When I started training a machine-learned trailing stop model, I assumed the hard part was the model.
I was wrong.
The hard part was futures contracts.
The Quarterly Amnesia of Futures Data
Every few months, futures contracts roll:
- ES 12-25
- ES 03-26
- ES 06-26
- ES 09-26
Traders switch to the new contract. Liquidity moves. The old contract fades into history.
But machine learning models don’t know that unless you tell them.
To a model, ES 12-25 and ES 03-26 are just rows in a dataset.
That’s the trap.
What I Thought Was Happening
My mental model was simple:
“Price is price. The contract changed, but the market didn’t.”
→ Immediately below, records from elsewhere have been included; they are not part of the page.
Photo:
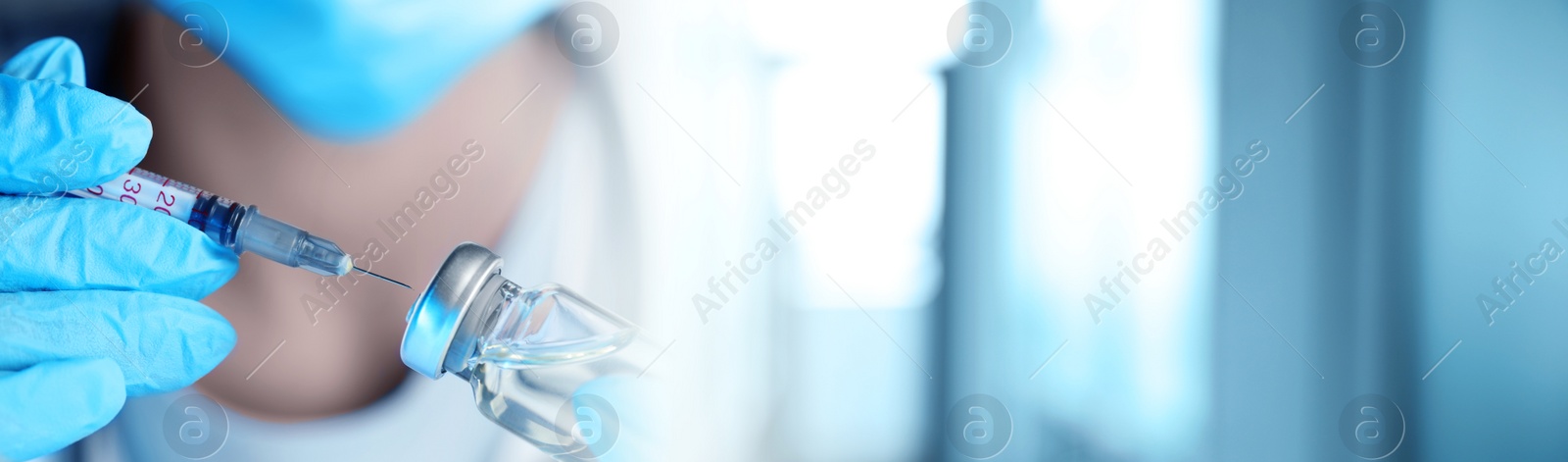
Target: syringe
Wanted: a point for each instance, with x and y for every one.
(239, 229)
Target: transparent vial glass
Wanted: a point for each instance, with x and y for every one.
(529, 354)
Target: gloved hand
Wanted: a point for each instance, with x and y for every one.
(353, 70)
(98, 299)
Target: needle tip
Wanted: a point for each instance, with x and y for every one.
(380, 277)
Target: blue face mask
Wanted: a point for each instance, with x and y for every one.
(347, 70)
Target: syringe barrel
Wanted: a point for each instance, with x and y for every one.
(289, 245)
(240, 229)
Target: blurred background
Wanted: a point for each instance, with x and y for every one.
(1131, 230)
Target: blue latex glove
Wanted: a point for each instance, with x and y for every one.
(355, 68)
(96, 297)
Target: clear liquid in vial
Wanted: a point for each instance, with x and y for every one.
(514, 399)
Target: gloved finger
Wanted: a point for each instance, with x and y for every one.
(54, 404)
(159, 343)
(54, 59)
(60, 135)
(67, 244)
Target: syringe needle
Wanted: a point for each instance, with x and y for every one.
(384, 279)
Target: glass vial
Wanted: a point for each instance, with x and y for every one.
(527, 352)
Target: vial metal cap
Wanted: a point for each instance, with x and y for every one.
(436, 318)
So I trained a Random Forest on ES 12-25 data and deployed it on ES 03-26.
It worked.
Then it quietly degraded.
What Was Actually Happening
NinjaTrader exports raw contract prices.
There is no back-adjustment.
No continuous series.
No hidden stitching.
That means rollover introduces:
- Price level jumps
- ATR regime shifts
- EMA discontinuities
- Structural breaks in features
To a machine learning model, that looks like a regime change.
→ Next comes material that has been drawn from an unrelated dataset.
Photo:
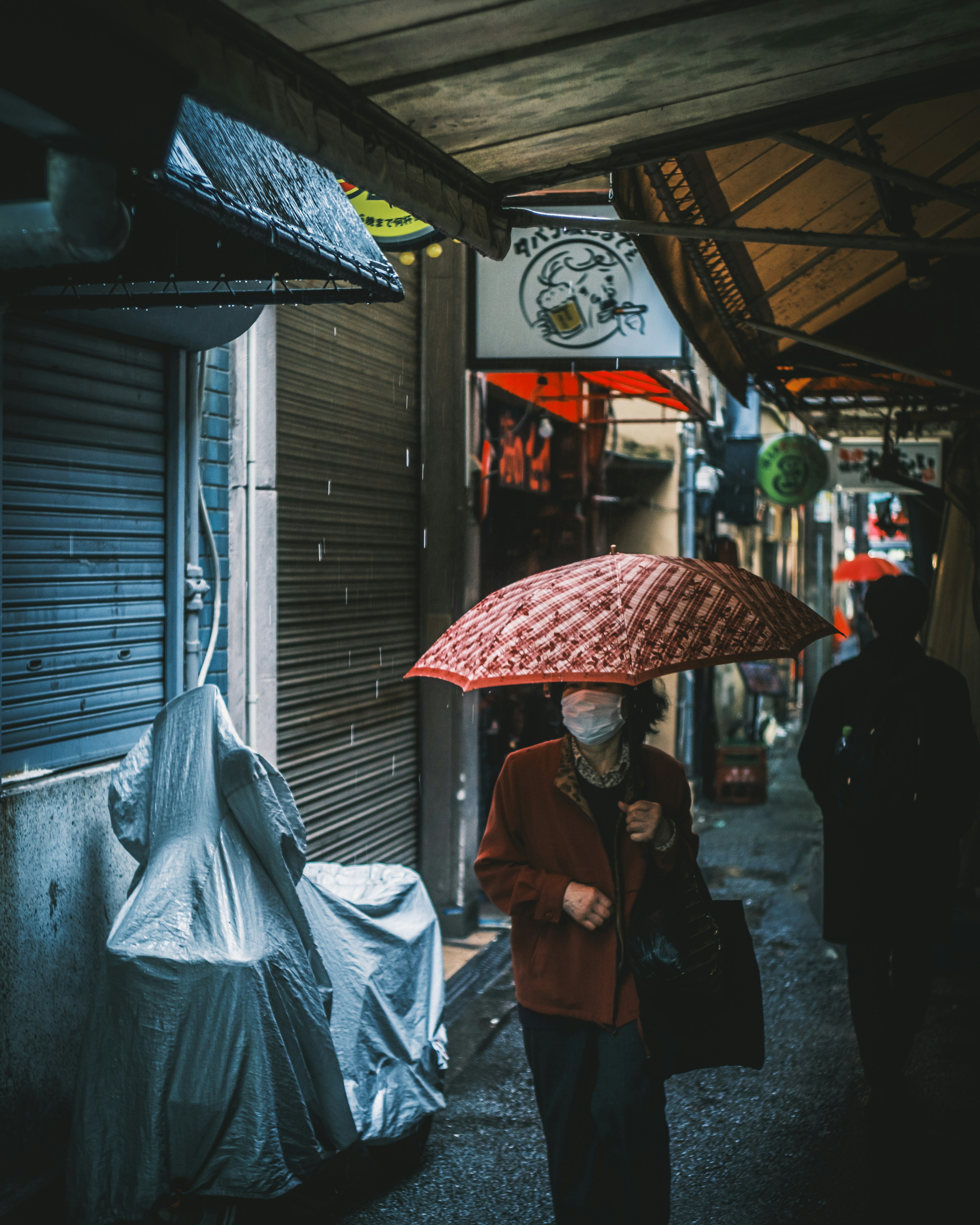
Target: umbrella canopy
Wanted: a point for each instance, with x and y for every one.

But it’s not market behavior.
It’s a data artifact.
The Indicator Distortion Problem
I was feeding the model features like:
- Distance to EMA
- EMA slope
- ATR
- Bar range
These are scale-sensitive.
At rollover:
- EMA resets to a new price regime
- ATR can spike or compress
- Distance-to-EMA distributions shift
So the model learned patterns that didn’t exist anymore.
It wasn’t overfitting.
It was being fed a different world.
Why This Breaks Trailing Stops First
Entries are often robust to small distribution shifts.
Trailing stops are not.
Trailing stops depend on:
- Microstructure volatility
- Local noise patterns
- Path behavior after entry
Rollover changes all of that subtly.
The model starts tightening too aggressively.
Or not aggressively enough.
Or at the wrong times.
The equity curve doesn’t explode.
It quietly decays.
That’s the dangerous part.
Continuous Contracts vs Real Contracts
Data vendors offer continuous futures contracts that stitch rolls together.
They look clean.
They are useful for research.
But they are synthetic.
Back-adjusted prices change history.
Indicators computed on them are not what traders actually traded.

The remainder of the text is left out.